$\mathbb{P}^2(\mathbb{R})/H$ identifies the topological quotient space given by the relation $x \sim y \Leftrightarrow x=y$ or $x,y \in H$.
I tried to build an identification $\mathbb{P}^2(\mathbb{R}) \longrightarrow S^2$ defined by $[v] \longmapsto \frac{v}{||v||}$, but it doesn't seem to work.
Let $p : \mathbb R^3 \setminus \{0\} \to \mathbb P^2 = \mathbb P(\mathbb R^2)$ denote the quotient map.
A projective line $H \subset \mathbb P^2$ is given as $p(H' \setminus \{0\})$, where $H'$ is a two-dimensional linear subspace of $\mathbb R^3$. Equivlently, a subset $H \subset \mathbb P^2$ is a projective line if $H' = p^{-1}(H) \cup \{0\}$ is a two-dimensional linear subspace of $\mathbb R^3$.
It is easy see that $\mathbb P^2 /H_1 \approx \mathbb P^2 /H_2$ for any two projective lines $H_i$. In fact, let $\phi'$ be a linear automorphism on $\mathbb R^3$ such that $\phi'(H'_1) = H'_2$. Note that $\phi$ is a homeomorphism.
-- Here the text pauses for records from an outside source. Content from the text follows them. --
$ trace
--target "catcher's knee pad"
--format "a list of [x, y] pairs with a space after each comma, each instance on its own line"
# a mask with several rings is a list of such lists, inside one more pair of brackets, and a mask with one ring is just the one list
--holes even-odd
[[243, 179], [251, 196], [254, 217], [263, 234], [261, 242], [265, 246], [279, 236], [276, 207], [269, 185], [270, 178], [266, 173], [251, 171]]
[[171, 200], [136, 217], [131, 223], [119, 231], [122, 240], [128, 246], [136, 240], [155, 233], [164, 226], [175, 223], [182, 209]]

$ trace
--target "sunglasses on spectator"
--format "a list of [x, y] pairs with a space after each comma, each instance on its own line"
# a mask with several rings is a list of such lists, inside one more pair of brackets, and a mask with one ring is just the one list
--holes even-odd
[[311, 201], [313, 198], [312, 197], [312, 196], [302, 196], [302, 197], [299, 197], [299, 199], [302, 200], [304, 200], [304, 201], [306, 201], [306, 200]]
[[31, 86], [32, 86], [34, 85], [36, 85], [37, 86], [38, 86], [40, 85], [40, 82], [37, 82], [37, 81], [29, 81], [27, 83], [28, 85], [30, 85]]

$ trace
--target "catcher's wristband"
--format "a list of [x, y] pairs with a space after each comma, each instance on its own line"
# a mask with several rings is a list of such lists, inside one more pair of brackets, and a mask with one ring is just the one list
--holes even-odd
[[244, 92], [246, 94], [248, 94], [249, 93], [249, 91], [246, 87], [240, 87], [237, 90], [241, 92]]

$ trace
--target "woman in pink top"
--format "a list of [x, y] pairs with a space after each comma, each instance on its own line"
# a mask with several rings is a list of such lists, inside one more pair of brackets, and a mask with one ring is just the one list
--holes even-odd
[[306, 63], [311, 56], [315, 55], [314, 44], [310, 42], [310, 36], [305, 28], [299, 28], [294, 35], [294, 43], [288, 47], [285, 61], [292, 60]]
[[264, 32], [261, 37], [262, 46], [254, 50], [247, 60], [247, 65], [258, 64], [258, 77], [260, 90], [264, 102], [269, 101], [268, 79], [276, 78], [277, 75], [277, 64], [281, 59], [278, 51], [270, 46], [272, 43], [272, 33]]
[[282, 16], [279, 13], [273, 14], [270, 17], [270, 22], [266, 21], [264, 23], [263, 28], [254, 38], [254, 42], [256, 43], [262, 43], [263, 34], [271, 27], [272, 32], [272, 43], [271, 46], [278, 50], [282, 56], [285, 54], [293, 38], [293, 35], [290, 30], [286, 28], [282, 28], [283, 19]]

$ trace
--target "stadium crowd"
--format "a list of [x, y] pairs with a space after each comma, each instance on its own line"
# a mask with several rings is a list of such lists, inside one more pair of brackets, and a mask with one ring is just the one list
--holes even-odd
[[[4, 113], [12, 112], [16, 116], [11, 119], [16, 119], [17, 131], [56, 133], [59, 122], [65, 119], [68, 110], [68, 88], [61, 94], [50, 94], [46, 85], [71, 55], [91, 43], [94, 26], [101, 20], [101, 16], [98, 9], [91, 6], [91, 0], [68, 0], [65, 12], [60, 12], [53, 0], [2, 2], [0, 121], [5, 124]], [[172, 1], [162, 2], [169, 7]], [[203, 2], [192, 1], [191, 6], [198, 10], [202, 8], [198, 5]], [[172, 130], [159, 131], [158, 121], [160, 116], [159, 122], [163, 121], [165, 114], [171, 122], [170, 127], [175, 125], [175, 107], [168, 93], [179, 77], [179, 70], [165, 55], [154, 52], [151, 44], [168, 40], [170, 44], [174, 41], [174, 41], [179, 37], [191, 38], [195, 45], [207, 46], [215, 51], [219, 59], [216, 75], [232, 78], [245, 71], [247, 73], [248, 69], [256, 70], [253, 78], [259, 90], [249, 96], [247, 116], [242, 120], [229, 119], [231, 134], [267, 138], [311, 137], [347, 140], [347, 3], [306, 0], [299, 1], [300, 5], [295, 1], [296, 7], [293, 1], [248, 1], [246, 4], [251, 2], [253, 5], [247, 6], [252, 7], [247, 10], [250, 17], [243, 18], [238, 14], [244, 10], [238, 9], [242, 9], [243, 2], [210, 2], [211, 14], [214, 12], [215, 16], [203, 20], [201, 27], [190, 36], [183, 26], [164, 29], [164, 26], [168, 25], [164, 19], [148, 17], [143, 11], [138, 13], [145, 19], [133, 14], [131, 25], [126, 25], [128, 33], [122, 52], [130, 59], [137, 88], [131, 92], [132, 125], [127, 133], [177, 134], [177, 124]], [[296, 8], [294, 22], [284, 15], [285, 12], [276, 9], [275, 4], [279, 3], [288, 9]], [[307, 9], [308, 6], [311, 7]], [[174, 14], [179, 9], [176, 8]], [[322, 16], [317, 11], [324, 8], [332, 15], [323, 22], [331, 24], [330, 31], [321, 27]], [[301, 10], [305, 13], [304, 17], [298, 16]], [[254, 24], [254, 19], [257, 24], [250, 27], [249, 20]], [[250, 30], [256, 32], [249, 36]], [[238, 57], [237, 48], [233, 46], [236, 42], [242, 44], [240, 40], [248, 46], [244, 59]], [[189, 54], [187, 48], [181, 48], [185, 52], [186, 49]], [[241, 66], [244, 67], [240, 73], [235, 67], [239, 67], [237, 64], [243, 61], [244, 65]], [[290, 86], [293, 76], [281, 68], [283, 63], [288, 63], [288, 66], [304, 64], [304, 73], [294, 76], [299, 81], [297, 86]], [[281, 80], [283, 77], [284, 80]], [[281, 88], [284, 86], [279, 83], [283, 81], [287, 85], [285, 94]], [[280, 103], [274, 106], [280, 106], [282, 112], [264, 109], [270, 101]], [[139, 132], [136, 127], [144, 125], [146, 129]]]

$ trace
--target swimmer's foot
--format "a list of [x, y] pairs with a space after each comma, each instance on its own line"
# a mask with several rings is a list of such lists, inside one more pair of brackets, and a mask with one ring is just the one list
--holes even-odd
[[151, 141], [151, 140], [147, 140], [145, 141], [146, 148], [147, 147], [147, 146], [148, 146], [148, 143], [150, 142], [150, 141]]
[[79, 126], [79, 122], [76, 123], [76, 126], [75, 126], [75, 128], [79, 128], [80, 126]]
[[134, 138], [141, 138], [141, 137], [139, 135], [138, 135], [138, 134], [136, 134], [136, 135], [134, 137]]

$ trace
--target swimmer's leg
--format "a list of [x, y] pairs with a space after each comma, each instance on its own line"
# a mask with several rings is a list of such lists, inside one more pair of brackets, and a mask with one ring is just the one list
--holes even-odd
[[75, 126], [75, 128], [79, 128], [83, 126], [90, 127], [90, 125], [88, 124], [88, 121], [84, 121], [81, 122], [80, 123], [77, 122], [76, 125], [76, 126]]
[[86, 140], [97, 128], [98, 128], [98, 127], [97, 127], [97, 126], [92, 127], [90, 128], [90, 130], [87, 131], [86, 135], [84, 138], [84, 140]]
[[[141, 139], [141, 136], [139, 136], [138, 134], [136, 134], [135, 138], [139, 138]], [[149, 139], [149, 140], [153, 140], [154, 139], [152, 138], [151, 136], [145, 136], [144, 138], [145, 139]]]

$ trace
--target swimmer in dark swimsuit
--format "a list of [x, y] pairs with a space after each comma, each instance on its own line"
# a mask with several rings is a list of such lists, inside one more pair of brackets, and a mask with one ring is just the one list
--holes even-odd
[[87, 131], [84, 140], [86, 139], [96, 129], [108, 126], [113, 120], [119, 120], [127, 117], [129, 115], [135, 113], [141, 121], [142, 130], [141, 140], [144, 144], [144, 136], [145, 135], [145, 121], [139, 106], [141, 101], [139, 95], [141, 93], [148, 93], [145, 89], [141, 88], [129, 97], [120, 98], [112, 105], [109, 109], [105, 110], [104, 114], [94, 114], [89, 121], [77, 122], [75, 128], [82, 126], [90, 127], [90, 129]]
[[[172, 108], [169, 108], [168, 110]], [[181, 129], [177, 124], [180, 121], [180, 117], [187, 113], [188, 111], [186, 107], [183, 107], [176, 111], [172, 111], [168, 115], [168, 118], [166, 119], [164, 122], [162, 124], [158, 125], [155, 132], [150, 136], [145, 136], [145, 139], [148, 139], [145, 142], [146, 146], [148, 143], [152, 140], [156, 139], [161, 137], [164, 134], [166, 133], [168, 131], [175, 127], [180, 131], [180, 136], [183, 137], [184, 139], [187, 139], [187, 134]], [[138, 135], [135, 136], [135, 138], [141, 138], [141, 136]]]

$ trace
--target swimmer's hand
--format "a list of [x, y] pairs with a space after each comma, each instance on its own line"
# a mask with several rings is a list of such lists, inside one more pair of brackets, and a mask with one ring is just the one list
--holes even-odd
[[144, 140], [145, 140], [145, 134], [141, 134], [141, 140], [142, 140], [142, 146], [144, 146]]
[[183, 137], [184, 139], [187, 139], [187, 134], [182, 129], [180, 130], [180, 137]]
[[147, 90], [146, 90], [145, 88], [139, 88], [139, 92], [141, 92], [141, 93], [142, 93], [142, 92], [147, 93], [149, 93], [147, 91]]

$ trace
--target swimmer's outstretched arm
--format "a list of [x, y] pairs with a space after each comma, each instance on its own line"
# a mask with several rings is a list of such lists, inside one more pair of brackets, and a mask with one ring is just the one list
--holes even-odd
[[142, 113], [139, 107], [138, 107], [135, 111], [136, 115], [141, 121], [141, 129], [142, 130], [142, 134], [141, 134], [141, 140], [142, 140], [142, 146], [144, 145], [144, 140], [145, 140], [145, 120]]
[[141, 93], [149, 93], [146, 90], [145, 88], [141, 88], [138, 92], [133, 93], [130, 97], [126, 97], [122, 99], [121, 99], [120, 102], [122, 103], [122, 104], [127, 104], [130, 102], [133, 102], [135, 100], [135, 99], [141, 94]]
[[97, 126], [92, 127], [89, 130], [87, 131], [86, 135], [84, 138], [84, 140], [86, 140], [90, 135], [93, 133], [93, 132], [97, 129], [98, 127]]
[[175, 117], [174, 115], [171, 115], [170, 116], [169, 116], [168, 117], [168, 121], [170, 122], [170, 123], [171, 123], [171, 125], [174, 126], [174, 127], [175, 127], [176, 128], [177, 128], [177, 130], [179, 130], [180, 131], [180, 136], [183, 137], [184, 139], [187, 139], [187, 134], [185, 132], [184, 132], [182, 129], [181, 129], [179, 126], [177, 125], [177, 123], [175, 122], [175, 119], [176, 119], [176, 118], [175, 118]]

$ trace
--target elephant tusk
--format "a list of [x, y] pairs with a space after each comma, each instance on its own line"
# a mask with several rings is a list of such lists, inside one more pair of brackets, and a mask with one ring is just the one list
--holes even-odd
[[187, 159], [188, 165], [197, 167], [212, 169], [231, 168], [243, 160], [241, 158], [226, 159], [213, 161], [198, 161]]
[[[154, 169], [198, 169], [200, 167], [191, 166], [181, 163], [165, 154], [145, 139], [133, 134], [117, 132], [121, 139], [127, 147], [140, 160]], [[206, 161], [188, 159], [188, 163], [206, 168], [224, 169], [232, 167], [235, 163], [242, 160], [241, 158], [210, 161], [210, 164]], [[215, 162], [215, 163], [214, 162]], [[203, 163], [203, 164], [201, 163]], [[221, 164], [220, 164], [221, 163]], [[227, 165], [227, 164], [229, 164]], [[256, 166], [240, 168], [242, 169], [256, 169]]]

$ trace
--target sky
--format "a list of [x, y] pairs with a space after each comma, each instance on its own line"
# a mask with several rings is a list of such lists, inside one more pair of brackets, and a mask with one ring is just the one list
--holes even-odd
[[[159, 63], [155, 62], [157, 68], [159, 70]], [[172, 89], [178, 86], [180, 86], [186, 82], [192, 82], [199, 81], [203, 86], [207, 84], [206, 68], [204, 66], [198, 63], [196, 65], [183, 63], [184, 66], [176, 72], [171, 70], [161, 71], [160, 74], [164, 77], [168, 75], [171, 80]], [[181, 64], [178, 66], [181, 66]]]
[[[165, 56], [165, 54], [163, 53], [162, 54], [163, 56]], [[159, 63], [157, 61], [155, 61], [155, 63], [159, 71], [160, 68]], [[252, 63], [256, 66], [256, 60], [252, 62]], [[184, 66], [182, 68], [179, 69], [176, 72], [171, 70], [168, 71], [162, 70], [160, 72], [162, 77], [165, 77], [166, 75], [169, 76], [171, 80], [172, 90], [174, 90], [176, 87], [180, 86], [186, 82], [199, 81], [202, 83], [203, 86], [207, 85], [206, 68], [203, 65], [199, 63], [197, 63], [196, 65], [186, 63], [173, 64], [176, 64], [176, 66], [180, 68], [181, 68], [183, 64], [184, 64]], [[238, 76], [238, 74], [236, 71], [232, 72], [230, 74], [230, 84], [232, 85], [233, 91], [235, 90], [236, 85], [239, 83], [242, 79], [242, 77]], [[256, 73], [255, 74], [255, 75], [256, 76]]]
Clearly $\phi'$ induces a homeomorphism $\phi$ on $\mathbb P^2$ such that $\phi(H_1) = H_2$. Hence we get a homeomorphism $\bar \phi : \mathbb P^2/H_1 \to \mathbb P^2/H_2$.
It therefore suffices to show that $\mathbb P^2/H_0 \approx S^2$, where $H_0$ is the special projective line such that $H_0' = \overline{\mathbb R}^2 = \{(x,y,0) \mid x,y \in \mathbb R\}$. Let $S^2_+ = \{(x,y,z) \in S^2 \mid z \ge 0\}$ denote the closed upper hemisphere of $S^2$. It is well-known that $$\mathbb P^2 = S^2_+ / \sim $$ where $\xi \sim \eta$ iff $\eta = \pm \xi$. Note that the only pairs of distinct points identified by $\sim$ lie on $\bar S^1= \{(x,y,0) \mid (x,y) \in S^1\}$. Under the identification $\mathbb P^2 = S^2_+ / \sim $ the projective line $H_0$ corresponds to $\bar S^1/\sim$ (which is homeomorphic to $S^1$ although we do not need to know this). Therefore $$\mathbb P^2 /H_0 \approx (S^2_+/\sim)/(\bar S^1/\sim) \approx S^2_+/\bar S^1 \approx S^2 .$$